Just as fans gravitate towards popular movie characters, people seem to gravitate towards great storytellers when it comes to investing ideas.

Take, for example, Elizabeth Holmes and Theranos. Investors hyped Theranos as a breakthrough in the blood-testing market. Theranos claimed its technology was revolutionary and that its tests required only about 1/100 to 1/1,000 of the amount of blood that would ordinarily be needed and cost far less than existing tests. Immediately the story of “The Next Steve Jobs” beings to travel throughout Silicon Valley and the rest of Wall Street. In 2014, Theranos was valued at $10B!

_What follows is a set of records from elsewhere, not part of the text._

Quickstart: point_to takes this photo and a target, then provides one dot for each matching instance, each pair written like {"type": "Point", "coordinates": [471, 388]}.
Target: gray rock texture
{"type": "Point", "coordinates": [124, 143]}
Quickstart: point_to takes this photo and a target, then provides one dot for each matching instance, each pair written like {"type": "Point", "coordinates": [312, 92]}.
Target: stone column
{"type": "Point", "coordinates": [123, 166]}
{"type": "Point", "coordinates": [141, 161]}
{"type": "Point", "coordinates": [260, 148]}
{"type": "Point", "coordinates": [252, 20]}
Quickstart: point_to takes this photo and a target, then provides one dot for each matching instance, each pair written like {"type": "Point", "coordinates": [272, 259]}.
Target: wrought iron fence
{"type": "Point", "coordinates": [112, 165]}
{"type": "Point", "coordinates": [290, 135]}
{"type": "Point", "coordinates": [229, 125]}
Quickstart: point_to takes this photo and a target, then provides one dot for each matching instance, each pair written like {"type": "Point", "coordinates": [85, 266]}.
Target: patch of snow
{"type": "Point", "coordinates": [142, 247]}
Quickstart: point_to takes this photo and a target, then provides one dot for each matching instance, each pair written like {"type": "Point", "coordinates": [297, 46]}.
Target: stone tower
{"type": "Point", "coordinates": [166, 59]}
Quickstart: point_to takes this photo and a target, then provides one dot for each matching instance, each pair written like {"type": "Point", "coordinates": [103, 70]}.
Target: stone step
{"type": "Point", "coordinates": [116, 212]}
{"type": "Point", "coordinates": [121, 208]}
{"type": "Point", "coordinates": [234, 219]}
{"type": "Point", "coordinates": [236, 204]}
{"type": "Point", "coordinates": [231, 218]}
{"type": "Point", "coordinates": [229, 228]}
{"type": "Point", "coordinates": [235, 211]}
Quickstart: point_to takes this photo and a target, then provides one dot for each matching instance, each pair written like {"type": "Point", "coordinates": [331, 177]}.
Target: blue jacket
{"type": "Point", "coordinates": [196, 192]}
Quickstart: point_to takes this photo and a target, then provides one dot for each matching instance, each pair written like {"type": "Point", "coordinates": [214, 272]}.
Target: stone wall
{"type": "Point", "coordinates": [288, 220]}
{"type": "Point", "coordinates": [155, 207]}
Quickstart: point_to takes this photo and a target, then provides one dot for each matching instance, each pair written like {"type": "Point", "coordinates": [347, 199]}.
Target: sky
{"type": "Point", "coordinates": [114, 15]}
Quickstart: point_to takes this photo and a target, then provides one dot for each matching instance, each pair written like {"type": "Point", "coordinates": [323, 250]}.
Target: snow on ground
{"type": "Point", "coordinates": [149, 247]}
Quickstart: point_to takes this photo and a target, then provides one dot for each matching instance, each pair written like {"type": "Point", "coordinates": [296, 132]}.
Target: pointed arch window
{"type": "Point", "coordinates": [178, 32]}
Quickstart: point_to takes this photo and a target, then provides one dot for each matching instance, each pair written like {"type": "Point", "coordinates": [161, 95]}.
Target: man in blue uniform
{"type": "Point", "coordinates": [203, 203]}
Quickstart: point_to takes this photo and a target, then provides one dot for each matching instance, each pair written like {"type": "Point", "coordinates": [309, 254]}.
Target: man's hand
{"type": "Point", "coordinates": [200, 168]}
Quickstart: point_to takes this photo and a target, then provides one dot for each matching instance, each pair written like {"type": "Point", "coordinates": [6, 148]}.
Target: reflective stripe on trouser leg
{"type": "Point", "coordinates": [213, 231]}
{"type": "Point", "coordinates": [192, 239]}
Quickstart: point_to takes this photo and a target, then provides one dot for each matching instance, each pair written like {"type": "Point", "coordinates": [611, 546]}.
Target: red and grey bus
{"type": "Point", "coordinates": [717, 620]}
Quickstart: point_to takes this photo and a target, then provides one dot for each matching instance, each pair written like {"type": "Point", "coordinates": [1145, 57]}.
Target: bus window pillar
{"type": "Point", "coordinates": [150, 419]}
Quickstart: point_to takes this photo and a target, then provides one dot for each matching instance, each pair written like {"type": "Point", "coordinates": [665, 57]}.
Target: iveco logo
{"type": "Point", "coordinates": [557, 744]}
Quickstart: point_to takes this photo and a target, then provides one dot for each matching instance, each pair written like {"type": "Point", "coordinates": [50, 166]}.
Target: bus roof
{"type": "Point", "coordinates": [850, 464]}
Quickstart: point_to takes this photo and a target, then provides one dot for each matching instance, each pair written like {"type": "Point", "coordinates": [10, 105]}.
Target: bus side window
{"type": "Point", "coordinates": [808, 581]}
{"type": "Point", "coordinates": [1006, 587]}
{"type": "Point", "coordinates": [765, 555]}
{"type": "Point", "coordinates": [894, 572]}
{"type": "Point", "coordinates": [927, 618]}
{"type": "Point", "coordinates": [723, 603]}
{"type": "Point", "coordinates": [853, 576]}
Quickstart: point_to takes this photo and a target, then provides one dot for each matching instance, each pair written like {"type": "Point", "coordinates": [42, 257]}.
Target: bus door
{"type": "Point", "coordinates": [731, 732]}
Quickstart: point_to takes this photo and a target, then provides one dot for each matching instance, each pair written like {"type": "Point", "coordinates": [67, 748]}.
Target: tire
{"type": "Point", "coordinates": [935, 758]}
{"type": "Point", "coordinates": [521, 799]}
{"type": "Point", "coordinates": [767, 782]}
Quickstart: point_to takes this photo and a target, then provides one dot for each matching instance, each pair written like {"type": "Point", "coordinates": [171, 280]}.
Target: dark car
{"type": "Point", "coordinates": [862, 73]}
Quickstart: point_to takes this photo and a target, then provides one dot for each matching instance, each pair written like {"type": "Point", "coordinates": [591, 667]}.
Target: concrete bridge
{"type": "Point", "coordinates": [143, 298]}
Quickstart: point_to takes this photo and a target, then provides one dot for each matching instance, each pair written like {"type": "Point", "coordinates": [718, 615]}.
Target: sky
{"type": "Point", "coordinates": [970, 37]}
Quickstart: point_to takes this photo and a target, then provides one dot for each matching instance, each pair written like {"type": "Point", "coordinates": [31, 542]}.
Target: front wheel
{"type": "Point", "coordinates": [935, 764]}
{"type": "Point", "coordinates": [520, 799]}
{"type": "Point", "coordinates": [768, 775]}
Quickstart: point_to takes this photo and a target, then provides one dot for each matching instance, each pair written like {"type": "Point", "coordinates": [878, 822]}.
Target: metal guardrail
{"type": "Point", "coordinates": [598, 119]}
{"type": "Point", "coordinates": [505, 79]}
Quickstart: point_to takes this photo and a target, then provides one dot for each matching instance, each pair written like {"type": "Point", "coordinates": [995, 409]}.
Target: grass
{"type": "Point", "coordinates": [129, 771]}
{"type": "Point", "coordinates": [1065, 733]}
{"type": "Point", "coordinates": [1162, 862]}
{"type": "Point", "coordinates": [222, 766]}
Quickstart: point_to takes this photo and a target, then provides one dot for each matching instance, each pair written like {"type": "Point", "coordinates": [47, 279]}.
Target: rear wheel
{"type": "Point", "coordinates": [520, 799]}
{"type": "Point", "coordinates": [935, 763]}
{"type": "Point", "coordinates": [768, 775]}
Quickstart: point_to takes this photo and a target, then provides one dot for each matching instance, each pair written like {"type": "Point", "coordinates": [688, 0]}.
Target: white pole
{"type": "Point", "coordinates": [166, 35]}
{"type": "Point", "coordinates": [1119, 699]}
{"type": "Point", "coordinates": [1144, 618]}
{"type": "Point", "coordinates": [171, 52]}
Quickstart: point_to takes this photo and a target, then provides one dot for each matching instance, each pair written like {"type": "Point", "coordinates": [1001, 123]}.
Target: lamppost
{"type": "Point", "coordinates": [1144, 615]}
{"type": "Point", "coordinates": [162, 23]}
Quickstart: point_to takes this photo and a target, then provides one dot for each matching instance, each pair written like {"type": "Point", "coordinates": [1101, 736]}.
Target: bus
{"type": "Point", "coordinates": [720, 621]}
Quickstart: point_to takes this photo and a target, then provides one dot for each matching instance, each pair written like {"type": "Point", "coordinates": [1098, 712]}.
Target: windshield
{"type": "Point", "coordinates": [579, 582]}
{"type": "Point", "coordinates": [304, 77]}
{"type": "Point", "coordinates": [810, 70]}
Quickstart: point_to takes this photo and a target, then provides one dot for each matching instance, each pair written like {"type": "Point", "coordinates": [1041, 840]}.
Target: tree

Fast forward to 2018, the SEC charges Theranos, Holmes, and other management with fraud. The company craters, Holmes is barred from the industry, and investors lose pretty much everything. In John Carreyrou’s book, Bad Blood, details of how much fraud was going on inside the company are astounding. More of a show was going to sell investors than actual research to revolutionize the blood-testing industry.

What investors seem to get caught up with is trying to chase after some new technology before it is perfected. We get over-excited at the onset of some new innovative idea that we forget to actually determine whether or not it’s a viable product. The concept here is what’s known as the hype cycle.


There are 5 parts to this hype cycle that we have to be aware of when evaluating some new innovative idea. The sections below are all from Gartner’s website that details how Hype Cycles work.

  1. Innovation Trigger: A potential technology breakthrough kicks things off. Early proof-of-concept stories and media interest trigger significant publicity. Often no usable products exist and commercial viability is unproven.
  2. Peak of Inflated Expectations: Early publicity produces a number of success stories — often accompanied by scores of failures. Some companies take action; many do not.
  3. Trough of Disillusionment: Interest wanes as experiments and implementations fail to deliver. Producers of the technology shake out or fail. Investments continue only if the surviving providers improve their products to the satisfaction of early adopters.
  4. Slope of Enlightenment: More instances of how the technology can benefit the enterprise start to crystallize and become more widely understood. Second- and third-generation products appear from technology providers. More enterprises fund pilots; conservative companies remain cautious.
  5. Plateau of Productivity: Mainstream adoption starts to take off. Criteria for assessing provider viability are more clearly defined. The technology’s broad market applicability and relevance are clearly paying off.

Our goal as investors it to evaluate where on the hype cycle we are before we make some investment decision. Theranos might have been the first mover trying to disrupt the blood-testing market but we see in hindsight we are still years, maybe decades away.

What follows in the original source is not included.